A rapport. Maybe the catch in her throat when she sings about the
man who got away. We know this man has to be an ogre to leave this
poor little kid. He has to be imbecillic besides. This doll
can make a buck.
Maybe it's for the troubles
she's had in her close to 40 years. an inferiority complex, they
say. Nerves. The tons of herself she puts into her performances.
So when she starts with "If You're Smiling," look how brave she is after
what she's been through. maybe they applaud before she starts because
they know what they've bought. They've bought a winner. It
isn't quite like that at the race track. or in the market.
Or even in real estate.
Sells Songs
It aint fit'n for a race
tracker to go into contrapuntals or polyrhythmics and things like that,
so we'll leave them for Nathan Cohen and the upper register type critics.
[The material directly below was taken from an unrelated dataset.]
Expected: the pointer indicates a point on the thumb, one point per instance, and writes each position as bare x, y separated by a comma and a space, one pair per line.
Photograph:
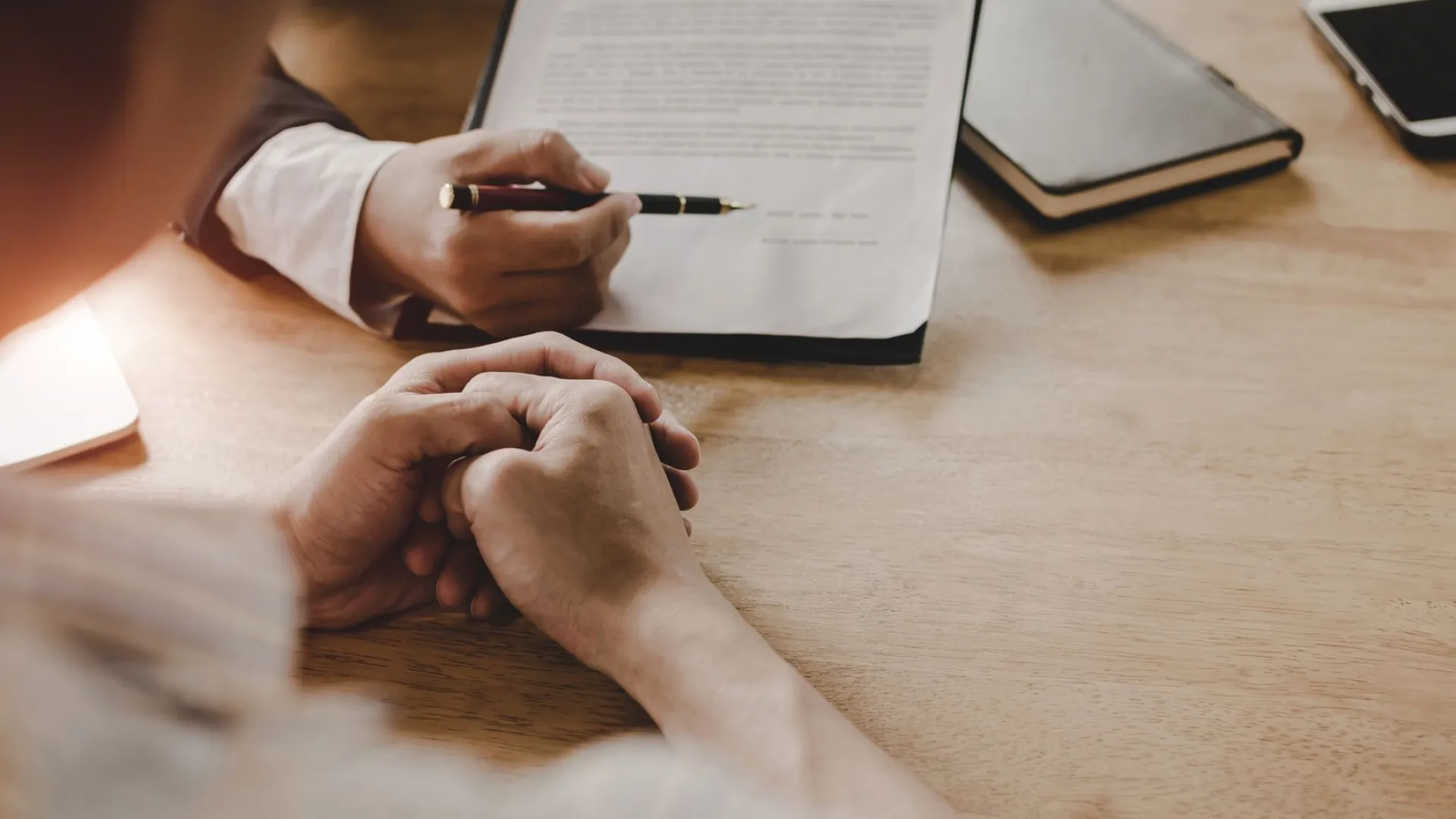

All we can tell you about her singing is that we are convinced that the
bridge at San Francisco is a real gone bridge, if we never believed it
before; that nobody's had the Stormy Weather this gal has had; that the
strings of her heart actually went "zing!"; that the bells never rang for
her an Gene Kelly; and that if she can't give you anything but love, that
will do.
La Garland tried to get off,
well it appeared she did, about 10:30, finally made it 20 minutes later
after a terrific smash of Rock-a-bye My Baby (Jolson was never like this),
Over the Rainbow and Chicago. Amid the most frenzied scenes in Toronto's
show history.
From somewhere a few young
folk rushed to the footlights to shake her hand. Everybody stood
up and shouted "More, more!". Pretty soon hundreds rushed the footlights
clamoring for "more."
You'd have to bet somebody
had a claque in action. What this girl would need a claque for we
wouldn't know. It would be like fixing a race for Man O'War.